The way you have it set up now, the only way to load your linux is by using a boot diskette (not a very good idea, if you don't know what a MBR is, you'd probably get lost in the process, even I would :P)
What you need to do is load linux, using your Rescue CD (comes with Fedora 2, 3, ...) and follow the instructions on screen.) It will lead you to a command prompt.
BE SURE to read the instructions on screen. I believe some things will be new to you, so write them down if you can't remember them. YOU CAN'T mess up anything yet so don't be affraid to experiment a little.
you will have to chroot at one stage, and be sure to do this...
Once you chroot, run the following command:
This will install GRUB in the MBR of your harddisk. (this should produce no errors)
Then just run reboot to reboot your computer and you should be greeted by a graphical dual boot program, giving you options which OS to boot.
Thanks for you all. I tried to setup this again and everythng is now OK!
However, Linux is so complicated!? The boot process cost much time, and OpenProgram are too low. I'm really getting confused!! Yes, Linux is not easy to use, I think.

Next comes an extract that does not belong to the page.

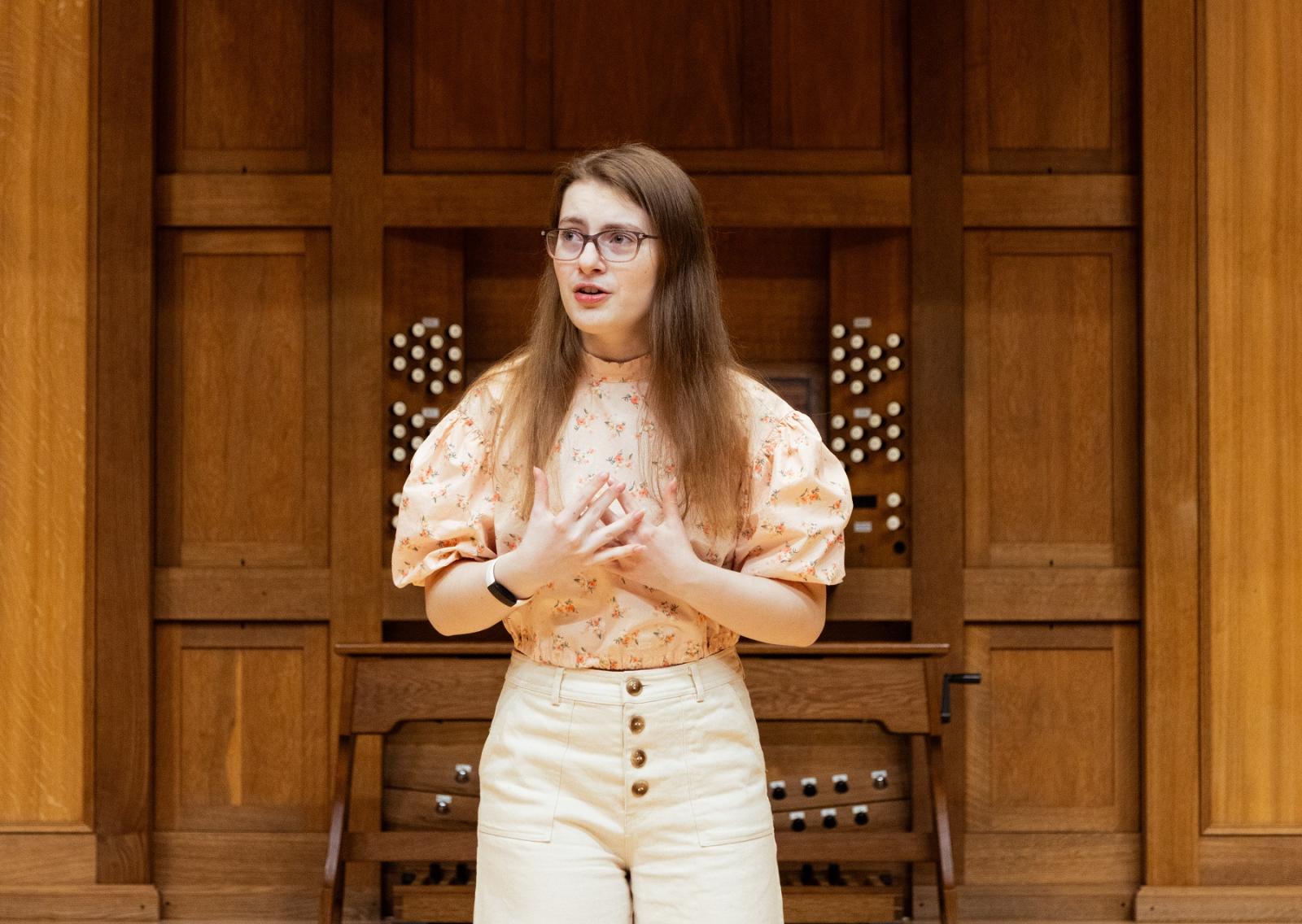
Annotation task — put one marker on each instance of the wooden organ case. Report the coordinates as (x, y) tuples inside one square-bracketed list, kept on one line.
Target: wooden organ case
[(926, 238)]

If the boot process is taking too long, you're probably starting a bunch of services that you don't need or something is misconfigured. Try figuring out what is taking a long time to start up and try to figure out if they are messages referring to things that even need to be enabled in the first place. If not, turn them off via chkconfig or system-config-services. If they are necessary, post them here and someone can probably help you. If you can't figure it out, try Google and post here if you're still stuck. You probably also should check out the Rute tutorial for a good intro to Linux in general. Finally, please tell us your system specs. FC2 will boot slowly on old slow hardware, naturally.
As for your other question, what do you mean windows open "too low"?
I don't think Linux is particularly harder than Windows. Much different, of course, but not harder. Were you an expert with Windows the first time you booted it? Expect learning Linux to take some time.
I have a SLackware box and it loads up in just below 25 second. I have a web server, MySQL server, and FTP server running by default. With SSH and some other stuff needed for my work. This all happens so fast on a 1800 MHz machine. Just kick all the services off that you do not need. It speeds up the process very much (kudzu is one of them and sendmail...)
Yeah. Maybe you are all right! I'm not ready for using Linux. There are many new things i should learn before. One trouble i have that there are softwares for Windows anywhere, no any this for Linux, except that i have in the CD Fedora. And not much Unicode Font available on system for use, While i have alot that thing on Win. Can I convert this font to Linux Fonts in some way? Or where I can find this kind of font?
Thanks a lot for helping. And sorry for my bad grammar.
A font is a font. You needn't convert it. You can just point linux to it, or copy the fonts to linux partition. Fonts are usually found in C:\Windows\Fonts.
Copy the contents from this directory to your linux partition, or just point to this directory from linux. Here is how you do it with KDE.
Open KDE control center from the K menu. There you will have an option System, and under that option, it should be Font installer. Choose that and add fonts as you like. Then you can use these fonts in any of the applications, that support font choosing. Simple as that. You can have fonts in Linux, the ones you like from Windows.